When languor and disease invade
This trembling house of clay,
‘Tis sweet to look beyond my pains,
And long to fly away;
Sweet to look inward, and attend
The whispers of his love;
Sweet to look upward, to the place
Where Jesus pleads above;
Sweet to look back, and see my name
In life’s fair book set down;
Sweet to look forward, and behold
Eternal joys my own;
Sweet to reflect how grace divine
My sins on Jesus laid;
Sweet to remember that his blood
My debt of suffering paid;
Sweet to rejoice in lively hope,
That, when my change shall come,
Angels shall hover round my bed,
And waft my spirit home.
If such the sweetness of the stream,
What must the fountain be,
Where saints and angels draw their bliss
Directly, Lord, from thee!
Augustus M. Toplady
Weary of earth, and laden with my sin,
I look at heaven and long to enter in;
But there no evil thing may find a home;
And yet I hear a voice that bids me “Come.”

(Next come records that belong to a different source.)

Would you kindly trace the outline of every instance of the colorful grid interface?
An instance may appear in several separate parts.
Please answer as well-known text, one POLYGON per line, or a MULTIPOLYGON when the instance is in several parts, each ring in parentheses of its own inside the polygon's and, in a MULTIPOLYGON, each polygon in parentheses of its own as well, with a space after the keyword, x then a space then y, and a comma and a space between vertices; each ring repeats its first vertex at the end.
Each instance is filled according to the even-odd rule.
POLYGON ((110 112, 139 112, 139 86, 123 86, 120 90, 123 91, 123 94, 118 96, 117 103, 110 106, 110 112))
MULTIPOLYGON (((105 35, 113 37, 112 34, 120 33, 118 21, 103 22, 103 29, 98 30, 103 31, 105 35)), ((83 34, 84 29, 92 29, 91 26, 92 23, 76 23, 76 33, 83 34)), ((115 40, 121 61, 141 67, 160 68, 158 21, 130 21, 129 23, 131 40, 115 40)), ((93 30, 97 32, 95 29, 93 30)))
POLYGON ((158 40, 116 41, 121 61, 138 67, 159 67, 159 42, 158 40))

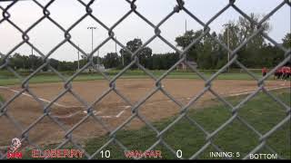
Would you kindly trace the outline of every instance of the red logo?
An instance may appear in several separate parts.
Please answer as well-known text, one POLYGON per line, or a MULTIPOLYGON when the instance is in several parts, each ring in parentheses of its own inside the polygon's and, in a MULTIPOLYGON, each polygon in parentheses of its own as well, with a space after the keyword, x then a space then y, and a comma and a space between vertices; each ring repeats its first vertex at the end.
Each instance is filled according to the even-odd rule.
POLYGON ((22 152, 18 152, 17 149, 21 147, 21 141, 19 139, 15 138, 11 141, 10 147, 8 147, 7 158, 22 158, 22 152))

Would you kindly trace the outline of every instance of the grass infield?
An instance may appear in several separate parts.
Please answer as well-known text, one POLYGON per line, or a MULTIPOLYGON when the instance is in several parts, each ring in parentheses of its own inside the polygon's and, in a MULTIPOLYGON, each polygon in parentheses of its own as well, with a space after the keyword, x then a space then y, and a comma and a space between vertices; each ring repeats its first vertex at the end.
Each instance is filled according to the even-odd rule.
MULTIPOLYGON (((276 97, 281 99, 286 105, 290 106, 290 91, 272 91, 276 97)), ((237 96, 226 98, 233 105, 238 104, 246 96, 237 96)), ((231 111, 223 103, 217 100, 212 100, 210 107, 196 108, 190 110, 188 117, 195 120, 209 133, 216 130, 219 126, 225 123, 231 116, 231 111)), ((170 108, 169 108, 170 110, 170 108)), ((261 134, 266 134, 284 118, 286 117, 286 110, 274 101, 271 98, 264 93, 246 102, 238 110, 238 115, 246 120, 261 134)), ((161 120, 154 122, 153 125, 159 131, 166 128, 178 115, 171 118, 161 120)), ((130 125, 130 123, 129 123, 130 125)), ((266 140, 266 144, 274 149, 277 154, 285 158, 291 158, 291 123, 288 120, 282 128, 276 130, 266 140)), ((176 151, 182 150, 182 157, 189 158, 196 152, 206 144, 206 135, 196 126, 194 126, 186 119, 182 119, 167 131, 163 134, 162 138, 167 145, 176 151)), ((156 140, 156 133, 148 127, 145 126, 139 129, 125 129, 119 130, 115 138, 129 150, 146 150, 150 148, 156 140)), ((88 139, 84 148, 89 154, 95 153, 99 148, 103 147, 109 140, 108 136, 88 139)), ((259 137, 238 120, 235 120, 226 128, 222 129, 213 139, 212 142, 219 147, 225 152, 233 152, 233 158, 243 158, 248 152, 254 149, 259 143, 259 137)), ((45 149, 54 149, 54 145, 45 149)), ((71 145, 62 149, 75 149, 71 145)), ((154 150, 161 150, 163 158, 176 158, 175 155, 162 145, 157 145, 154 150)), ((115 141, 103 149, 103 151, 110 150, 110 158, 113 159, 124 159, 125 154, 123 149, 115 144, 115 141)), ((198 159, 216 159, 222 158, 211 158, 210 152, 216 151, 211 145, 201 152, 198 159)), ((264 147, 257 154, 275 154, 264 147)), ((30 152, 25 155, 25 158, 30 158, 30 152)), ((97 153, 95 158, 103 158, 101 154, 97 153)))
MULTIPOLYGON (((109 77, 114 77, 119 72, 117 71, 112 71, 108 72, 107 75, 109 77)), ((156 77, 160 77, 165 71, 151 71, 151 72, 156 77)), ((61 72, 66 80, 73 75, 73 72, 61 72)), ((215 73, 215 72, 202 72, 206 78, 209 78, 211 75, 215 73)), ((29 73, 20 73, 23 76, 22 80, 25 80, 25 77, 28 76, 29 73)), ((255 75, 257 76, 257 78, 261 77, 261 74, 259 72, 255 72, 255 75)), ((123 74, 120 79, 145 79, 145 78, 150 78, 147 74, 146 74, 142 71, 127 71, 125 74, 123 74)), ((171 73, 169 73, 166 78, 168 79, 199 79, 202 80, 196 72, 177 72, 175 71, 171 73)), ((251 76, 249 76, 246 72, 231 72, 227 73, 221 73, 217 77, 218 80, 253 80, 251 76)), ((74 82, 76 81, 94 81, 94 80, 104 80, 104 77, 101 76, 98 73, 81 73, 79 74, 75 79, 74 79, 74 82)), ((269 78, 269 80, 273 80, 272 77, 269 78)), ((45 83, 45 82, 62 82, 62 80, 56 75, 52 72, 50 73, 37 73, 35 76, 31 78, 29 80, 29 83, 45 83)), ((15 84, 21 84, 21 81, 16 78, 15 76, 13 76, 10 73, 6 72, 0 72, 0 86, 4 85, 15 85, 15 84)))

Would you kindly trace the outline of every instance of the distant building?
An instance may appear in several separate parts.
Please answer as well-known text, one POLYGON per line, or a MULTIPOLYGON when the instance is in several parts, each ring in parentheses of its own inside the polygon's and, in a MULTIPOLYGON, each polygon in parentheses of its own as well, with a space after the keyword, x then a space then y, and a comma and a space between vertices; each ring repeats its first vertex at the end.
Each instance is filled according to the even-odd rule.
MULTIPOLYGON (((187 64, 191 65, 192 67, 197 68, 197 63, 193 61, 186 61, 187 64)), ((180 64, 177 65, 176 70, 183 70, 186 71, 189 70, 190 68, 184 62, 181 62, 180 64)))
POLYGON ((96 69, 98 69, 100 72, 105 72, 105 68, 103 64, 95 64, 95 69, 92 66, 89 66, 84 70, 84 72, 97 72, 96 69))

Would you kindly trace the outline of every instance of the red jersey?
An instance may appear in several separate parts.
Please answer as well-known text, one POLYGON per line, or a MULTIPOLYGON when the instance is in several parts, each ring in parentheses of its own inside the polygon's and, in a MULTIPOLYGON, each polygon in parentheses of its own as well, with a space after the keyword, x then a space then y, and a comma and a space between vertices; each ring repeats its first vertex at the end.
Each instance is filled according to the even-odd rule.
POLYGON ((263 72, 263 73, 266 73, 266 67, 264 67, 264 68, 262 69, 262 72, 263 72))

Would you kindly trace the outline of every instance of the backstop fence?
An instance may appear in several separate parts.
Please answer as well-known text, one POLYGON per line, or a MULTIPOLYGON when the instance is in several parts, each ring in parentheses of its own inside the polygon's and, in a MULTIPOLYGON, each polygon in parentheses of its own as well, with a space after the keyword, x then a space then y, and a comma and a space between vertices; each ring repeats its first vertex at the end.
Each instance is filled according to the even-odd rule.
MULTIPOLYGON (((9 9, 13 7, 15 4, 18 3, 17 0, 5 0, 6 2, 9 2, 9 5, 5 7, 3 7, 0 3, 0 9, 2 11, 2 16, 3 18, 0 20, 0 26, 2 24, 5 22, 8 23, 12 26, 14 26, 15 29, 16 29, 21 34, 22 34, 22 41, 20 43, 17 43, 17 44, 13 47, 7 53, 5 53, 2 56, 3 62, 0 63, 0 70, 7 70, 11 73, 13 73, 15 77, 17 77, 21 81, 21 87, 22 91, 15 93, 11 99, 8 99, 5 101, 0 101, 0 118, 1 117, 5 117, 8 119, 12 124, 21 132, 21 141, 26 141, 28 142, 29 145, 32 145, 35 149, 40 148, 32 142, 29 139, 29 131, 35 128, 35 126, 42 120, 45 117, 49 118, 52 121, 55 122, 62 129, 65 131, 65 135, 64 135, 64 142, 62 142, 56 149, 62 149, 65 144, 68 142, 72 143, 75 148, 79 149, 84 150, 84 149, 77 144, 73 139, 72 139, 72 134, 73 131, 79 126, 81 125, 85 120, 88 118, 93 118, 95 120, 95 123, 98 123, 103 126, 105 129, 106 129, 109 133, 108 137, 110 139, 104 144, 103 147, 100 149, 96 149, 95 152, 92 155, 88 154, 86 151, 85 152, 85 156, 87 158, 93 158, 95 157, 97 153, 99 153, 103 149, 105 149, 106 146, 108 146, 110 143, 115 142, 116 146, 119 146, 123 150, 127 150, 127 148, 122 144, 118 140, 118 138, 115 137, 115 134, 124 129, 124 127, 128 124, 134 118, 139 119, 141 121, 143 121, 147 127, 149 127, 151 129, 153 129, 156 133, 156 141, 148 149, 153 149, 157 145, 163 145, 165 148, 169 149, 171 152, 173 152, 173 155, 176 156, 176 151, 172 149, 170 146, 167 145, 167 143, 163 139, 163 136, 166 134, 166 131, 168 130, 172 126, 174 126, 177 121, 179 121, 181 119, 186 119, 188 120, 192 125, 199 128, 201 129, 201 132, 205 134, 205 139, 206 140, 206 143, 196 153, 193 153, 192 157, 189 158, 196 158, 207 147, 212 146, 214 149, 216 149, 217 151, 223 151, 218 146, 214 144, 212 141, 212 139, 224 128, 226 128, 227 125, 229 125, 232 121, 235 120, 238 120, 240 122, 242 122, 248 129, 254 131, 259 138, 259 143, 256 148, 254 148, 251 151, 249 151, 249 154, 251 153, 256 153, 258 150, 260 150, 262 148, 267 149, 270 152, 272 153, 276 153, 276 149, 273 149, 268 146, 266 143, 266 140, 268 139, 269 136, 273 134, 276 129, 278 129, 280 127, 282 127, 284 124, 286 122, 290 121, 290 117, 291 117, 291 109, 289 104, 286 104, 283 102, 280 99, 276 98, 272 92, 267 91, 265 88, 265 82, 266 79, 267 79, 270 75, 272 75, 276 69, 279 67, 285 65, 288 61, 290 61, 291 58, 291 49, 286 49, 286 47, 282 46, 282 44, 276 43, 274 39, 272 39, 270 36, 268 36, 265 32, 264 32, 264 27, 263 24, 275 13, 276 13, 282 6, 286 5, 288 7, 291 6, 291 2, 288 0, 282 0, 279 4, 277 4, 276 6, 274 6, 274 9, 268 13, 267 14, 265 15, 264 18, 262 18, 259 22, 256 22, 253 20, 250 16, 248 16, 246 13, 244 13, 239 7, 236 5, 236 0, 229 0, 229 3, 222 8, 218 13, 216 13, 213 17, 211 17, 207 22, 203 22, 201 21, 197 16, 196 16, 194 14, 191 13, 186 6, 185 6, 185 2, 183 0, 176 0, 176 5, 174 6, 173 11, 168 13, 165 18, 163 18, 157 24, 154 24, 151 21, 149 21, 146 17, 145 17, 143 14, 141 14, 135 5, 135 0, 125 0, 126 3, 128 3, 128 12, 122 15, 121 18, 116 21, 112 26, 106 26, 103 22, 101 22, 98 17, 94 15, 93 9, 91 8, 91 5, 94 5, 95 1, 91 0, 89 1, 88 4, 84 3, 82 0, 77 0, 78 3, 80 3, 84 6, 84 14, 82 17, 80 17, 76 22, 75 22, 69 28, 65 29, 62 27, 62 25, 57 22, 57 20, 53 19, 50 17, 50 11, 49 11, 49 6, 54 4, 55 0, 51 0, 49 1, 45 5, 43 5, 41 3, 39 3, 37 0, 31 0, 32 2, 35 3, 38 7, 40 7, 43 10, 43 15, 35 21, 34 24, 32 24, 27 29, 21 29, 18 24, 14 23, 10 17, 10 12, 9 9), (233 8, 236 12, 240 14, 244 18, 247 19, 251 24, 256 25, 256 31, 248 38, 246 39, 243 43, 241 43, 235 49, 229 49, 226 44, 225 44, 222 41, 214 38, 210 34, 210 27, 209 24, 215 21, 219 15, 221 15, 223 13, 227 11, 228 9, 233 8), (169 43, 166 38, 164 38, 160 34, 161 30, 159 27, 166 21, 168 20, 171 16, 174 14, 176 14, 179 12, 185 12, 186 14, 188 14, 190 17, 192 17, 196 22, 197 22, 199 24, 201 24, 204 28, 203 33, 195 40, 192 41, 190 44, 188 44, 184 50, 179 50, 177 49, 174 44, 169 43), (135 52, 131 52, 129 49, 126 48, 125 44, 123 44, 121 42, 118 41, 115 37, 115 29, 116 26, 119 25, 123 21, 125 21, 130 14, 135 14, 137 15, 140 19, 145 21, 149 26, 153 28, 155 31, 155 34, 140 47, 138 48, 135 52), (95 23, 103 26, 105 29, 107 30, 108 32, 108 37, 105 38, 104 41, 98 44, 96 47, 94 47, 93 52, 87 53, 85 50, 81 49, 78 47, 78 45, 74 43, 71 40, 71 34, 70 31, 75 28, 75 26, 80 24, 85 18, 90 17, 95 23), (29 39, 29 32, 33 31, 35 26, 37 26, 42 21, 47 20, 51 22, 53 24, 55 25, 56 28, 58 28, 60 31, 64 33, 64 40, 60 42, 56 46, 51 49, 49 53, 42 53, 37 47, 35 47, 29 39), (279 64, 277 64, 273 70, 269 71, 267 74, 262 78, 257 78, 251 71, 249 71, 246 66, 244 66, 238 60, 237 60, 237 52, 243 48, 250 40, 252 40, 254 37, 257 35, 262 35, 265 39, 268 40, 270 43, 274 43, 277 48, 282 50, 285 53, 285 59, 280 62, 279 64), (211 37, 216 43, 218 43, 221 47, 223 47, 227 53, 230 53, 230 60, 227 63, 226 63, 219 71, 217 71, 216 73, 214 73, 210 78, 206 78, 204 76, 196 67, 193 67, 192 65, 188 64, 187 62, 186 62, 186 53, 187 51, 196 43, 197 43, 203 37, 205 36, 209 36, 211 37), (162 40, 165 43, 166 43, 168 46, 170 46, 175 52, 176 52, 179 54, 179 60, 177 62, 176 62, 169 70, 167 70, 166 72, 164 72, 163 75, 161 75, 159 78, 156 78, 155 75, 152 74, 152 72, 148 70, 146 70, 142 64, 139 62, 138 59, 138 52, 140 52, 144 47, 146 47, 147 44, 149 44, 154 39, 159 38, 162 40), (99 71, 96 68, 96 64, 93 62, 92 60, 92 55, 94 55, 95 53, 98 51, 99 48, 103 47, 104 44, 105 44, 108 41, 114 41, 119 46, 121 46, 125 51, 131 54, 131 62, 126 65, 123 70, 121 70, 118 74, 115 75, 114 77, 109 77, 108 75, 105 74, 102 71, 99 71), (79 71, 75 72, 71 77, 65 78, 57 70, 53 68, 50 65, 50 56, 52 53, 54 53, 58 48, 64 45, 64 43, 68 43, 71 44, 75 50, 78 50, 83 55, 85 55, 87 58, 87 62, 85 63, 85 66, 83 66, 79 71), (9 56, 15 53, 15 51, 22 46, 23 44, 28 44, 30 47, 32 47, 35 52, 37 52, 43 60, 43 64, 38 67, 35 71, 34 71, 32 73, 30 73, 28 76, 22 77, 19 72, 17 72, 13 67, 10 66, 10 60, 9 56), (190 101, 186 105, 181 104, 178 101, 176 101, 174 97, 172 97, 163 87, 162 87, 162 80, 165 79, 172 71, 176 69, 176 67, 184 62, 186 65, 187 65, 194 72, 196 72, 204 82, 205 82, 205 87, 204 89, 193 99, 190 100, 190 101), (241 101, 237 105, 232 105, 229 101, 227 101, 224 97, 219 96, 215 90, 212 88, 212 82, 217 78, 218 75, 220 75, 226 69, 227 69, 228 66, 231 64, 236 64, 239 66, 242 70, 244 70, 249 76, 253 78, 257 82, 257 88, 256 91, 250 94, 248 94, 243 101, 241 101), (119 79, 128 69, 130 69, 131 66, 136 65, 140 70, 145 72, 155 82, 156 86, 152 89, 150 92, 147 93, 146 96, 142 98, 138 102, 136 103, 132 103, 125 96, 123 95, 120 91, 118 91, 118 88, 115 86, 115 82, 117 79, 119 79), (105 80, 109 82, 108 89, 106 91, 103 92, 103 94, 98 98, 95 99, 95 101, 91 103, 87 104, 85 102, 83 102, 82 97, 80 97, 77 93, 74 92, 72 90, 72 82, 75 78, 76 78, 83 71, 85 71, 86 68, 89 66, 93 66, 95 71, 97 71, 105 80), (51 70, 54 73, 55 73, 59 78, 61 78, 64 82, 64 90, 55 97, 54 101, 47 104, 43 104, 43 108, 40 108, 43 110, 43 115, 40 116, 36 120, 35 120, 32 124, 30 124, 27 128, 23 128, 19 122, 15 120, 11 115, 9 115, 9 104, 14 101, 17 97, 19 97, 23 93, 27 93, 30 96, 32 96, 36 101, 39 101, 39 98, 34 94, 32 91, 30 91, 30 87, 29 87, 29 81, 37 74, 44 67, 48 67, 49 70, 51 70), (102 99, 104 99, 109 92, 115 92, 120 98, 124 100, 125 102, 126 102, 128 105, 131 106, 131 116, 125 120, 122 124, 120 124, 116 129, 110 130, 107 127, 106 124, 102 120, 98 115, 95 115, 93 113, 93 105, 95 103, 99 102, 102 99), (167 96, 171 101, 173 101, 176 105, 179 106, 180 108, 180 112, 179 116, 173 120, 171 124, 169 124, 167 127, 166 127, 162 130, 156 129, 152 123, 147 120, 143 115, 139 114, 139 108, 145 103, 145 101, 149 99, 151 96, 153 96, 156 92, 160 91, 164 93, 166 96, 167 96), (206 91, 211 92, 214 96, 217 98, 221 102, 226 104, 231 112, 232 116, 225 121, 219 128, 215 129, 212 132, 207 131, 205 128, 203 128, 201 125, 199 125, 196 120, 193 118, 190 118, 187 115, 189 106, 194 104, 199 98, 205 94, 206 91), (272 98, 274 100, 274 102, 277 102, 279 105, 281 105, 283 108, 286 109, 286 117, 281 120, 279 123, 277 123, 276 126, 274 126, 273 129, 268 130, 266 133, 262 134, 259 131, 257 131, 252 124, 248 123, 246 120, 245 120, 240 115, 238 114, 239 109, 248 102, 253 97, 256 96, 256 94, 259 91, 265 92, 267 96, 272 98), (51 112, 51 107, 55 102, 58 99, 60 99, 64 94, 65 93, 70 93, 72 94, 75 99, 77 99, 79 101, 81 101, 86 108, 86 116, 85 116, 81 120, 79 120, 74 127, 70 129, 66 129, 65 125, 62 124, 61 121, 59 121, 57 119, 55 119, 54 116, 50 114, 51 112)), ((153 4, 155 5, 155 4, 153 4)), ((0 39, 5 40, 5 38, 3 38, 0 36, 0 39)), ((177 88, 178 89, 178 88, 177 88)), ((40 102, 40 101, 39 101, 40 102)), ((40 102, 42 103, 42 102, 40 102)), ((1 131, 1 134, 5 134, 5 131, 1 131)), ((1 135, 0 135, 1 137, 1 135)), ((40 149, 41 150, 41 149, 40 149)), ((244 156, 244 158, 249 158, 249 154, 244 156)), ((0 158, 6 158, 6 153, 0 152, 0 158)), ((278 158, 282 158, 281 156, 278 156, 278 158)))

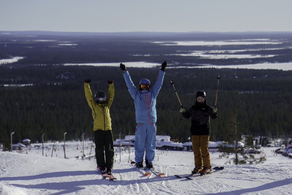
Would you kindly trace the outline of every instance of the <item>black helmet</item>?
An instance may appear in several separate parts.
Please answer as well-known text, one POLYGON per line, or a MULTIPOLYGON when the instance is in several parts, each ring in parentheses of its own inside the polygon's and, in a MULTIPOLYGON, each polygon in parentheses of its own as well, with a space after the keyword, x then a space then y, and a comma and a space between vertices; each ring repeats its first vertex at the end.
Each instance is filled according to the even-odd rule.
POLYGON ((107 100, 106 94, 103 92, 98 92, 94 95, 94 100, 96 103, 103 104, 105 103, 107 100))
POLYGON ((202 97, 204 99, 206 98, 206 93, 204 91, 199 90, 197 91, 196 92, 196 99, 198 98, 198 97, 202 97))

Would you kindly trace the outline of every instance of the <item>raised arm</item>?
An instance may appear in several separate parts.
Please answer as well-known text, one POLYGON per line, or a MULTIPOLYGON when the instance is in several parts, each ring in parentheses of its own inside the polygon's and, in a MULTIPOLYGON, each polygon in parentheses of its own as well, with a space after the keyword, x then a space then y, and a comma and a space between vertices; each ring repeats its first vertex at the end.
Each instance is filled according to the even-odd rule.
POLYGON ((164 75, 165 74, 164 69, 167 66, 167 63, 166 61, 161 64, 161 69, 159 71, 159 74, 158 75, 157 80, 156 80, 155 84, 152 87, 152 91, 154 94, 155 94, 155 97, 157 97, 159 91, 160 91, 160 89, 161 89, 161 87, 162 86, 163 78, 164 78, 164 75))
POLYGON ((93 109, 93 105, 94 104, 94 100, 92 96, 90 87, 89 86, 89 83, 90 82, 90 80, 89 79, 85 79, 84 82, 84 91, 85 92, 85 97, 87 101, 88 105, 92 109, 93 109))
POLYGON ((125 81, 126 82, 128 90, 130 92, 132 97, 133 99, 135 99, 135 96, 138 91, 137 88, 136 88, 135 85, 134 84, 132 79, 131 79, 130 74, 129 74, 129 72, 127 70, 126 66, 124 64, 121 63, 120 64, 120 68, 121 68, 121 70, 123 71, 123 75, 125 79, 125 81))
POLYGON ((107 100, 107 106, 109 108, 110 108, 114 100, 114 81, 110 80, 107 82, 109 84, 109 98, 107 100))

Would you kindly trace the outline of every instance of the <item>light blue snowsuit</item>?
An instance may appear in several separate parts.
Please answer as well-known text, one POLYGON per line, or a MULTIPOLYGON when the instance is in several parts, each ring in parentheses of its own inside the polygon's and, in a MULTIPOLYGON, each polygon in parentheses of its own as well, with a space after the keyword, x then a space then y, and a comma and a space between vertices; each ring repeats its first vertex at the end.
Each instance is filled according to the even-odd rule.
POLYGON ((134 100, 137 123, 135 133, 135 161, 145 159, 152 163, 156 147, 156 97, 162 85, 165 73, 159 70, 155 84, 149 91, 140 91, 133 83, 127 71, 124 73, 129 92, 134 100))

So vile I am, how dare I hope to stand
In the pure glory of that holy land?
Before the whiteness of that throne appear?
Yet there are hands stretched out to draw me near.
The while I fain would tread the heavenly way,
Evil is ever with me day by day;
Yet on mine ears the gracious tidings fall,
“Repent, confess, thou shalt be loosed from all.”
It is the voice of Jesus that I hear;
His are the hands stretched out to draw me near,
And His the blood that can for all atone,
And set me faultless there before the throne.
Yea, Thou wilt answer for me, righteous Lord;
Thine all the merits, mine the great reward;
Thine the sharp thorns, and mine the golden crown;
Mine the life won, and Thine the life laid down.